Single by Terry Tate
- A-side: "Babies Having Babies"
- B-side: "Babies Having Babies (Instrumental)"
- Released: 1989
- Length: 6:01 (Extended Club / Radio Version) 3:42
- Label: Trumpet Records TR-166 Atlantic 7-88814
- Composers: T. Tate, P. Kyser, R. Youngblood

Terry Tate singles chronology
|  | "Babies Having Babies" (1989) | "My Eyes Cry" (1990) |

= Babies Having Babies =

"Babies Having Babies" is a 1989 single by Terry Tate. A top-ten hit on the Billboard R&B singles chart, it also reached the Cash Box R&B singles chart.

==Background==
The song is about teenage pregnancy.

The song was written by Terry Tate, Paul Kyser and R. Youngblood. It was produced by Kyser. It was released in 12"-format on Trumpet Records TR-66.

Tate, a former New Jersey high school teacher, used what he had learnt about his 14 and 15-year-old students being parents to write the song. In a 2015 article in the Dallas Morning News about the trend of underage pregnancy in Dallas, the song is mentioned. The words in the song include, "Babies are having babies / Yes, they are. / We must be crazy / To let our babies have babies". It was later released on Atlantic 7-88814 in a 7" format.

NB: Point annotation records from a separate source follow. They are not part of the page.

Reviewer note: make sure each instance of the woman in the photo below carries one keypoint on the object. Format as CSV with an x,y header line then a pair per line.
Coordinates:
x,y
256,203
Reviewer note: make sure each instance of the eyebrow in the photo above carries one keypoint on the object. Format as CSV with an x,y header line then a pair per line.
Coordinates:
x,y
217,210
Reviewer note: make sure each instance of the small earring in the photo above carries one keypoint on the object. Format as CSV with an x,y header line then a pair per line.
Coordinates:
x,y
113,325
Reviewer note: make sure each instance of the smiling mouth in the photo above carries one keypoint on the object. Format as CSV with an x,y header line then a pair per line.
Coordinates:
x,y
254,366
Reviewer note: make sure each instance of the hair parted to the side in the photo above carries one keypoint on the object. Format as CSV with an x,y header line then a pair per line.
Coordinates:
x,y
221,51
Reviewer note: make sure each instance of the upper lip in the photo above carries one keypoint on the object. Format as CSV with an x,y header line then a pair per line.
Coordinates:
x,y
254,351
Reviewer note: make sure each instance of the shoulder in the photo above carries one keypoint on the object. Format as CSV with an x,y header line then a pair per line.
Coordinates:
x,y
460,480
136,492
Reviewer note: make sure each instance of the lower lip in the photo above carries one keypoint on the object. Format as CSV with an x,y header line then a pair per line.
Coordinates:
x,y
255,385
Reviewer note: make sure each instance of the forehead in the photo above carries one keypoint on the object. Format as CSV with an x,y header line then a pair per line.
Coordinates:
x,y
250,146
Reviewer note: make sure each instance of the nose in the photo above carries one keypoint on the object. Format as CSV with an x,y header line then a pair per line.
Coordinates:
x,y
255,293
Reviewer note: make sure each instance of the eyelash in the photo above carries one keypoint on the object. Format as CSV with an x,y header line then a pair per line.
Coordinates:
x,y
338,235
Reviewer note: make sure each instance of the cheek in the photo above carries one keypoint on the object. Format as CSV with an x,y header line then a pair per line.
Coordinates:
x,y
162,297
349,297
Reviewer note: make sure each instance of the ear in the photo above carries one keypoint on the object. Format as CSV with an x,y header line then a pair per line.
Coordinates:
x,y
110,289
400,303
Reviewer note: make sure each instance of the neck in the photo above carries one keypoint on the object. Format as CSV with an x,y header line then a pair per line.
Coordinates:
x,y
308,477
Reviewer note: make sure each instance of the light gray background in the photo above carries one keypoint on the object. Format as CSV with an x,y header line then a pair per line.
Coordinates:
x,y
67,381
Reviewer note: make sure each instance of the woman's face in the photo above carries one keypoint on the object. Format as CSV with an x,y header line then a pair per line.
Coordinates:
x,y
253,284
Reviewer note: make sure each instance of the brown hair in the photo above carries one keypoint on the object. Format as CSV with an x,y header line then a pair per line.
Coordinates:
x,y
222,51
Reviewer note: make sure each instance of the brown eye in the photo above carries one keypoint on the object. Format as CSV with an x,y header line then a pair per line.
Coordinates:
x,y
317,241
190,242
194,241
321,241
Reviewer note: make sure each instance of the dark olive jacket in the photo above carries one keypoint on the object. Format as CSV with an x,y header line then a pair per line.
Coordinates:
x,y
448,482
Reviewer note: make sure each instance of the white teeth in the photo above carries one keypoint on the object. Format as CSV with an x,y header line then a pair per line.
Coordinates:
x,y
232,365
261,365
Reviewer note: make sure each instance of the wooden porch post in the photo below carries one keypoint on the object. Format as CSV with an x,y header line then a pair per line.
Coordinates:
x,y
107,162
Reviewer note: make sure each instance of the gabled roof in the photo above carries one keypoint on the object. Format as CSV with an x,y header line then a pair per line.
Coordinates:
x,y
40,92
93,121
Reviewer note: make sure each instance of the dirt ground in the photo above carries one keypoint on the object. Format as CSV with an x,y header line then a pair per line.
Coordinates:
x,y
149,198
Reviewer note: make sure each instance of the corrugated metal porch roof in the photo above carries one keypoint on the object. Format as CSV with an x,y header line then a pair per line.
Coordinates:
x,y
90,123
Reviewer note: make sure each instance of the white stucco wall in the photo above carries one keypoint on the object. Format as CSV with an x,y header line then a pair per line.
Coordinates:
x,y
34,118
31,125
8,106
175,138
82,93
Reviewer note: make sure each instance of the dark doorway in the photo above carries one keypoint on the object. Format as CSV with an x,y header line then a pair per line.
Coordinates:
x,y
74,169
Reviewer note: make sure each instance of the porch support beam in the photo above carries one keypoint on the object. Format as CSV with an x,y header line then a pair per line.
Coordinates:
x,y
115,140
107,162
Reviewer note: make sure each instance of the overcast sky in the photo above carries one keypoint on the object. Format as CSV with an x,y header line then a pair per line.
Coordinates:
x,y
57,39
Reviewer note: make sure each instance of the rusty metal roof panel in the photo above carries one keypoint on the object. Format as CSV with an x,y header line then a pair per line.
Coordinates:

It was noted by Billboard in the August 26 issue that it was making an impression in many markets that it was picked up for major release. It was now on 7" on Atlantic 7–88814. Atlantic ran an ad in the August 25 issue of Radio & Records picturing Tate with the caption "If you really care about your audience, Please play..."Babies Having Babies". The magazine also listed it as a breaker with 63% of their reporting stations on it.

==Reviews==
John O'Day of WMML in Mobile, Alabama said that Tate had come up with a timely message and the radio audience would be cheated if it wasn't heard.

It was reviewed in the June 10 issue of Billboard. Referring to the record as having a timely topic, the reviewer noted that it was slowly getting recognition on radio and that it could be a sleeper hit.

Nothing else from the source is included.